January 30, 1893
Liverpool thoroughly justified their right to be considered something more than a mere second-class organisation. Favoured by the draw, they had the immense advantage of playing before their own supporters, who numbered not far short of 8,000.
Darwen turned out the identical team that had wrested such a smart win from Aston Villa in the English cup tie, whilst Liverpool dispensed with the valuable services of that capital half-back James McBride.
Andrew Hannah’s usual good fortune did not desert him in the toss of the coin, and when it was seen that he elected to play with the wind, a round of applause greeted this happy augury. The opening stages were in favour of Darwen, but when after about five minutes’ play, Malcolm McVean put through from a well-placed corner, Liverpool wonderfully improved, and settled down into a rousing swing, and quite monopolised the play during the greater part of the first half, and with a tithe of luck would have increased their score.
In the second half the game was vigorously continued, and Liverpool gratified their supporters by their indomitable pluck and resource. The demeanor of each individual member of the team was very pleasing, and their condition reflects great credit upon their training. William McOwen throughout had little to do, the magnificent defence of Duncan McLean and Andrew Hannah seeing him of a lot of work. The hero of the game was Matt McQueen, who not only saved remarkably at critical periods, but often was the means of leading up an attack. Joe McQue exhibited splendid judgment, and completely over-shadowed McKennie. John McCartney as usual, worked untiring, but at times rather too energetically for the comfort of his opponents.

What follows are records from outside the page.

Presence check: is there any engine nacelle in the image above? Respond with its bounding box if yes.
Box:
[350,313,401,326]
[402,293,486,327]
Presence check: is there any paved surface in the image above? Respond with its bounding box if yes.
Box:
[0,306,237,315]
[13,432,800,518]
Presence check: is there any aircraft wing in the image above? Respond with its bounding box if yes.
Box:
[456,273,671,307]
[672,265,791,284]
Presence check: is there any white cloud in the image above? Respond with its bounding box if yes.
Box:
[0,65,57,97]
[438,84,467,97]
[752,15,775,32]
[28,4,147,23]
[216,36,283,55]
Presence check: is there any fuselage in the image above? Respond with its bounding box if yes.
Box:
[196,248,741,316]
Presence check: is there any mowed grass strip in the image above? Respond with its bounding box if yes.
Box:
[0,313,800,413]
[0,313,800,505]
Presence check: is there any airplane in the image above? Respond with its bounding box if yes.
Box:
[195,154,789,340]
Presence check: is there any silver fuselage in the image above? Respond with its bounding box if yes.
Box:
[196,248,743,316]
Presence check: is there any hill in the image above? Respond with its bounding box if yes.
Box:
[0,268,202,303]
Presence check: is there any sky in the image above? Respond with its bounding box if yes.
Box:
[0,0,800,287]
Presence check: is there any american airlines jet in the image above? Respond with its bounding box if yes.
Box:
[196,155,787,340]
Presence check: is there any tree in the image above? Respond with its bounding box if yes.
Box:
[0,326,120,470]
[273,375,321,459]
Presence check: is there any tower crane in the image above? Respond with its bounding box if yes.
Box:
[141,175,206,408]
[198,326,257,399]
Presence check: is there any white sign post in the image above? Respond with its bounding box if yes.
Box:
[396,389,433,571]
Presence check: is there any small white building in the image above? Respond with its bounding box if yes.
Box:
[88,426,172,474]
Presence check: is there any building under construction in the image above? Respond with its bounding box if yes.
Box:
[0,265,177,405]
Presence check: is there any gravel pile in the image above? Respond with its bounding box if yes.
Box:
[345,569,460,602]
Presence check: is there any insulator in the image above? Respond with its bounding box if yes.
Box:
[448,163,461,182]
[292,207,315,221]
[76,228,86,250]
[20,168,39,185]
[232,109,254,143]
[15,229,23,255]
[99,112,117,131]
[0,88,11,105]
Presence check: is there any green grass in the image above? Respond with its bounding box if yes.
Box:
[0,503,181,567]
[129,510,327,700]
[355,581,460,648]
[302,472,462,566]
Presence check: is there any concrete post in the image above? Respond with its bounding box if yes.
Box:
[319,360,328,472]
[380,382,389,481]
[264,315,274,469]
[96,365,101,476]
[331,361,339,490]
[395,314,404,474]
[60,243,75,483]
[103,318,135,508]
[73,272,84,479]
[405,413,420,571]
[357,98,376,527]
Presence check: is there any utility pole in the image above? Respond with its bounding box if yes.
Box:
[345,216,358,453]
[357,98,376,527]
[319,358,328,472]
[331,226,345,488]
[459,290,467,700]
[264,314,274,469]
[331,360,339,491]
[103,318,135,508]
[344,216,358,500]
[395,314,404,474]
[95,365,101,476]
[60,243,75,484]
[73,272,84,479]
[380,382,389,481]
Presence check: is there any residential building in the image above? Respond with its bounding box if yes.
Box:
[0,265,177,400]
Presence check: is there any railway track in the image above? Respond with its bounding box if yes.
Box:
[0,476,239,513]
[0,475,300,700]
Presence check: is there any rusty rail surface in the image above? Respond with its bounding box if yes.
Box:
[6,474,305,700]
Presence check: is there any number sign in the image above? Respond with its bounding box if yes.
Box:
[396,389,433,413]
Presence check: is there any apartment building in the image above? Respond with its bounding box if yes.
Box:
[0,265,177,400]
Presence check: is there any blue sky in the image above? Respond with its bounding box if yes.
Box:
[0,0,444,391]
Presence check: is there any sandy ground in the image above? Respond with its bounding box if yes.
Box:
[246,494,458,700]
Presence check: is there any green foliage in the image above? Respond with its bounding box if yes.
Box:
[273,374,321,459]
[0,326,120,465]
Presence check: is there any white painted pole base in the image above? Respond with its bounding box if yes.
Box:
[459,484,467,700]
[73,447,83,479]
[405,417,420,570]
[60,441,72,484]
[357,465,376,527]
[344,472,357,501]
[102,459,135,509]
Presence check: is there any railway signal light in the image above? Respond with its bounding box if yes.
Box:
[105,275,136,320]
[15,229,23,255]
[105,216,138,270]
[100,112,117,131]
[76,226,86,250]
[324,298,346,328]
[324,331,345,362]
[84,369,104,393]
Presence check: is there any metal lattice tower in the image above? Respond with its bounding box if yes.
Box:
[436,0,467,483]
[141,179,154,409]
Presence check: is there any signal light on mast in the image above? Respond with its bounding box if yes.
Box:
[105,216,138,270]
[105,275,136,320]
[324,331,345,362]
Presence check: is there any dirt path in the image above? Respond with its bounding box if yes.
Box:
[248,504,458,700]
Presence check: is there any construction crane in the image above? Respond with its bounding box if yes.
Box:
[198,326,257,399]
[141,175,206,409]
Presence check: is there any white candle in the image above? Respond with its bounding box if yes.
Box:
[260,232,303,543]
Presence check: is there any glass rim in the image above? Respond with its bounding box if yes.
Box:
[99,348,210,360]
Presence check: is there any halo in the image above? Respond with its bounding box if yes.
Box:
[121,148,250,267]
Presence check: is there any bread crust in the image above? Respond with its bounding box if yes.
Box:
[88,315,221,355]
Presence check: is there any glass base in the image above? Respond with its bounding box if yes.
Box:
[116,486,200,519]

In midfield the home forwards were superior to those of Darwen, showing better combination and individual skill, but did not display the best discretion in their final attempts. For a wonder, Thomas Wyllie was not in his best shooting humour, but otherwise he played a good game. Jock Smith and Malcolm McVean worked like (original article’s use of the “n” word), and deserved to score more than once. John Miller was very closely watched, and was not allowed to get a favourable opportunity for shooting. Hugh McQueen from the left sent in capital centres, but Orr managed to generally to get these away or hamper Thomas Wyllie to such an extent that the chance was lost. In fact, it is due to the sterling defence of Orr and Leach that Liverpool did not score more heavily.